October is breast cancer awareness month, which means the annual debate over “pinkwashing” is flaring anew.

At the center of this year’s pinkwashing outrage this week is a company that manufacturers drill bits for oil and gas fracking.

Baker Hughes is sending pink drill bits to the Oil Patch, and making sure you know about it so that you can check for breast cancer — or so the theory goes.

“We’re doing our bit for the cure,” the company says on its Facebook page.

Baker Hughes via Facebook.

The campaign started by accident. A customer asked for a pink drill bit instead of a gold-colored one for reasons that had nothing to do with breast cancer. But then the company decided to pitch it as a breast cancer awareness tool.

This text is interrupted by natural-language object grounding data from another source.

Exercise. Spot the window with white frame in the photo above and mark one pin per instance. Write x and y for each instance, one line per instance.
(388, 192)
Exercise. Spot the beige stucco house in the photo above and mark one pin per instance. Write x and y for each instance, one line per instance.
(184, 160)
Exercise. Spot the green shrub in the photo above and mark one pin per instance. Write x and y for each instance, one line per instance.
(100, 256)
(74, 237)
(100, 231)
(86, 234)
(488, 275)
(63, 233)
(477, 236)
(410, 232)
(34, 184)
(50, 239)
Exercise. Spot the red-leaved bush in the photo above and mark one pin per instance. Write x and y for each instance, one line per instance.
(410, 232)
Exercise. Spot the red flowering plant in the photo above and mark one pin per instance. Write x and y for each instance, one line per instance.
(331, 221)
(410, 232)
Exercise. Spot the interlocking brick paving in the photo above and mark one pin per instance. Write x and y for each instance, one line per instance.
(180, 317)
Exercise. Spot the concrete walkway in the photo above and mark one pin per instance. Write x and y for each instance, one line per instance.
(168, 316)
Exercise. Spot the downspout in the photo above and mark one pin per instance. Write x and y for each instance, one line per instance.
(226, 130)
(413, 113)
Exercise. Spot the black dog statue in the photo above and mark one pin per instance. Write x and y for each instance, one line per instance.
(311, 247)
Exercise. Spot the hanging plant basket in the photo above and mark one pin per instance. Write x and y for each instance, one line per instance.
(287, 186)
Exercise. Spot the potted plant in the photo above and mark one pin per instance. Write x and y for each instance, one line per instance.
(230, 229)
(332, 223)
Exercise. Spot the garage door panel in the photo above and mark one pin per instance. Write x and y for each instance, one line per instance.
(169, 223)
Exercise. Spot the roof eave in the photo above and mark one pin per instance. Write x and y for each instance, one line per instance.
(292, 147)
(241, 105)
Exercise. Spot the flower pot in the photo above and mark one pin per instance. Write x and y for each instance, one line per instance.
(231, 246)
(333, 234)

There was immediate blowback this week.

Sandra Steingraber at EcoWatch points out the irony:

Here’s what I’m wagering that roughneck does not learn from the literature shipped with his drill bit this October: I’m betting he does not read about the recent study from the U.S. Centers for Disease Control that found dangerous levels of benzene in the urine of workers in the unconventional (aka fracking) oil and gas industry. Benzene is a proven human carcinogen.

According to Bernard Goldstein, MD, toxicologist and former dean at the University of Pittsburgh School of Public Health, “These workers are at higher risk for leukemia. The longer, the more frequently they do this, the more likely they are to get leukemia particularly if the levels are high.”